There has been an ongoing debate regarding appropriate strategies for the management of carious primary teeth. Studies appear to provide evidence that both selective, symptom-based interventions and traditional restorative strategies are advantageous. However, the analysis and quantification of childhood caries may be affected by clustering of data, and the concurrent risk of exfoliation of primary teeth.

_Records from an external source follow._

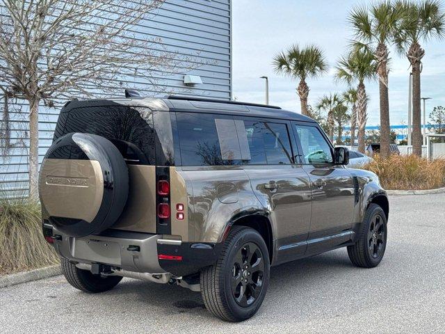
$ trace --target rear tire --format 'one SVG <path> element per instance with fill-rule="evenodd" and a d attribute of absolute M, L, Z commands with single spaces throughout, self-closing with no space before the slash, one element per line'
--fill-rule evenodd
<path fill-rule="evenodd" d="M 102 277 L 94 275 L 88 270 L 79 269 L 67 259 L 60 259 L 62 273 L 68 283 L 76 289 L 85 292 L 97 293 L 108 291 L 122 279 L 121 276 Z"/>
<path fill-rule="evenodd" d="M 264 300 L 270 268 L 261 236 L 252 228 L 233 227 L 216 263 L 201 271 L 200 284 L 206 308 L 228 321 L 250 318 Z"/>
<path fill-rule="evenodd" d="M 348 246 L 348 255 L 356 266 L 373 268 L 382 261 L 387 247 L 388 230 L 385 212 L 379 205 L 371 204 L 362 225 L 359 239 Z"/>

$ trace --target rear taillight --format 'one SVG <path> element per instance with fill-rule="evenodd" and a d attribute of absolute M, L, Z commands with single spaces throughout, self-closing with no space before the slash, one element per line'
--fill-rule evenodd
<path fill-rule="evenodd" d="M 184 214 L 184 204 L 182 203 L 178 203 L 176 205 L 176 211 L 177 212 L 176 213 L 176 218 L 178 221 L 184 221 L 184 218 L 185 217 Z"/>
<path fill-rule="evenodd" d="M 166 219 L 170 217 L 170 205 L 167 203 L 158 205 L 158 217 Z"/>
<path fill-rule="evenodd" d="M 170 183 L 168 183 L 168 181 L 165 180 L 158 181 L 158 193 L 163 196 L 166 196 L 170 193 Z"/>

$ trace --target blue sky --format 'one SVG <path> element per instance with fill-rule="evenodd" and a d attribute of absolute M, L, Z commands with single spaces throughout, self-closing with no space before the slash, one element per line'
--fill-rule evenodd
<path fill-rule="evenodd" d="M 330 71 L 322 78 L 309 79 L 309 102 L 315 105 L 324 94 L 342 92 L 346 86 L 333 80 L 334 66 L 352 38 L 346 22 L 350 10 L 366 1 L 352 0 L 234 0 L 233 93 L 239 101 L 264 102 L 264 81 L 269 77 L 271 104 L 300 112 L 296 92 L 298 81 L 273 72 L 273 56 L 293 43 L 314 43 L 324 51 Z M 426 54 L 422 72 L 422 96 L 427 115 L 434 106 L 445 106 L 445 41 L 423 43 Z M 391 49 L 389 106 L 392 125 L 407 120 L 409 64 Z M 366 83 L 371 101 L 368 125 L 379 122 L 378 84 Z"/>

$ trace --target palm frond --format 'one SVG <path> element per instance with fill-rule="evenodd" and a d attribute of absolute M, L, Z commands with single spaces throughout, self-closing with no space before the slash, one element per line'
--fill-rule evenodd
<path fill-rule="evenodd" d="M 357 39 L 369 42 L 373 37 L 372 20 L 369 15 L 368 7 L 357 6 L 353 8 L 348 18 L 349 24 L 353 26 Z"/>
<path fill-rule="evenodd" d="M 273 61 L 277 73 L 305 79 L 317 77 L 327 70 L 327 63 L 323 51 L 316 45 L 303 48 L 298 45 L 291 46 L 286 51 L 277 54 Z"/>
<path fill-rule="evenodd" d="M 351 85 L 355 81 L 375 79 L 377 63 L 371 52 L 357 49 L 340 58 L 335 68 L 335 79 Z"/>

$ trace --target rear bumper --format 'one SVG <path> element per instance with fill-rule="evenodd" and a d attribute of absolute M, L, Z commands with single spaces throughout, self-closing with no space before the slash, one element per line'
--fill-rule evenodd
<path fill-rule="evenodd" d="M 170 273 L 177 277 L 213 264 L 222 249 L 221 244 L 184 243 L 165 240 L 161 234 L 118 230 L 76 238 L 53 228 L 52 235 L 60 236 L 54 239 L 54 246 L 60 256 L 71 261 L 106 264 L 128 271 Z M 159 260 L 159 255 L 175 260 Z"/>

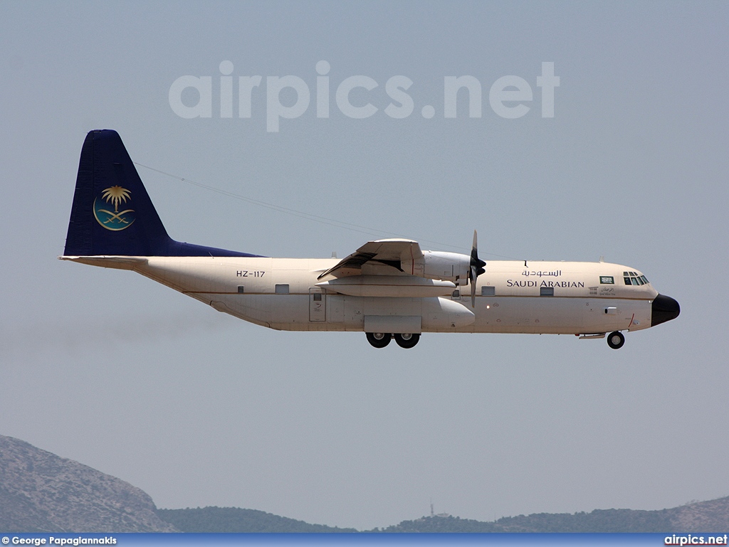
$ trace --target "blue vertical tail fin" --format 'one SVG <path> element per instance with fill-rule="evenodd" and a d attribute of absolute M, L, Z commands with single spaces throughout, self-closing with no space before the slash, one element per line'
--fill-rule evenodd
<path fill-rule="evenodd" d="M 255 256 L 175 241 L 168 235 L 121 138 L 112 130 L 86 135 L 66 256 Z"/>

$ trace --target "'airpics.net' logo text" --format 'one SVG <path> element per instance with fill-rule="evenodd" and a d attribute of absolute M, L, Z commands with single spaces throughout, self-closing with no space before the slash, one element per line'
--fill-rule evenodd
<path fill-rule="evenodd" d="M 316 63 L 316 68 L 317 76 L 314 101 L 316 103 L 316 117 L 328 118 L 331 111 L 330 99 L 332 87 L 328 76 L 331 67 L 327 61 L 320 60 Z M 260 89 L 263 87 L 263 76 L 239 76 L 235 101 L 233 76 L 231 76 L 233 63 L 222 61 L 219 70 L 221 118 L 233 117 L 233 105 L 235 103 L 238 105 L 238 118 L 251 118 L 254 94 L 265 93 L 266 130 L 277 133 L 282 119 L 298 118 L 309 108 L 311 91 L 306 82 L 297 76 L 267 76 L 265 90 Z M 393 76 L 385 82 L 385 92 L 390 100 L 387 106 L 382 109 L 385 114 L 395 119 L 403 119 L 413 114 L 416 109 L 415 102 L 407 93 L 413 83 L 413 80 L 407 76 Z M 559 87 L 559 76 L 554 74 L 554 63 L 542 63 L 542 74 L 536 77 L 535 83 L 541 89 L 542 117 L 553 118 L 555 88 Z M 374 116 L 380 109 L 370 102 L 374 100 L 370 92 L 376 93 L 373 90 L 378 86 L 379 83 L 368 76 L 345 78 L 334 90 L 337 108 L 343 114 L 353 119 Z M 446 76 L 443 77 L 442 102 L 444 118 L 456 117 L 456 98 L 459 91 L 463 88 L 467 93 L 469 117 L 481 117 L 481 82 L 472 76 Z M 211 118 L 213 91 L 211 76 L 181 76 L 170 86 L 170 107 L 181 118 Z M 461 97 L 463 95 L 461 93 Z M 353 98 L 355 104 L 352 103 Z M 531 109 L 529 103 L 533 101 L 531 85 L 518 76 L 503 76 L 496 79 L 488 90 L 488 103 L 491 110 L 502 118 L 514 119 L 526 116 Z M 426 104 L 421 108 L 420 113 L 424 118 L 432 118 L 437 114 L 436 107 Z"/>

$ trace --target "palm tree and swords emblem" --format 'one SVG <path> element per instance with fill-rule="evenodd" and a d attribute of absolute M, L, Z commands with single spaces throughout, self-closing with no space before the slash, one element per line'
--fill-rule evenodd
<path fill-rule="evenodd" d="M 110 186 L 101 192 L 101 199 L 103 202 L 98 198 L 93 202 L 93 214 L 101 226 L 109 230 L 119 231 L 132 225 L 136 219 L 134 210 L 119 210 L 119 205 L 131 201 L 130 190 L 120 186 Z M 102 208 L 107 207 L 104 202 L 114 205 L 114 211 Z"/>

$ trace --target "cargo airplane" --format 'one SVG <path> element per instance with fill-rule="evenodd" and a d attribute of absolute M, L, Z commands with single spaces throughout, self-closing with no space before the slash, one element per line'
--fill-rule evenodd
<path fill-rule="evenodd" d="M 63 260 L 130 269 L 219 312 L 284 331 L 364 332 L 413 347 L 424 332 L 574 334 L 623 346 L 623 331 L 677 318 L 674 299 L 636 268 L 599 262 L 489 261 L 369 241 L 346 258 L 275 259 L 168 235 L 113 130 L 81 150 Z"/>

Multilevel generalised linear models for the occurrence of primary caries were derived utilising data from a cohort study of 2,654 children aged 4-5 years at baseline undertaken 1999-2003. These models, which assumed underlying hierarchies with clustering at child, tooth and surface levels, identified higher rates of caries occurrence in primary molar teeth to be associated with boys, poor socio-economic background, lack of water fluoridation, 2nd mandibular molars and occlusal surfaces.
Significant risk factors identified were carried forward for inclusion in parametric competing risks multivariate multilevel survival models, utilising cohort study data augmented with Dental Practice Board treatment data. Analysis of sound teeth and surfaces found the concurrent risk of exfoliation did not alter inferences of parameter significance, but restricted the extent of caries occurrence and reduced distinction in survival experience between different types of teeth and surfaces in children from different demographic backgrounds.
Further competing risks survival models were derived to analyse the same teeth and surfaces in the untreated carious and filled states, to assess the effect of restorative treatment on subsequent exfoliation and extraction. Survival rates extrapolated to 14 years without further treatment for filled molar teeth were approximately double those of untreated teeth. Time of caries occurrence and treatment also affected survival, with later occurrence or treatment of caries associated with higher survival rates. However, early filling of carious teeth resulted in the greatest reductions in the expected time that decay is present in the mouth.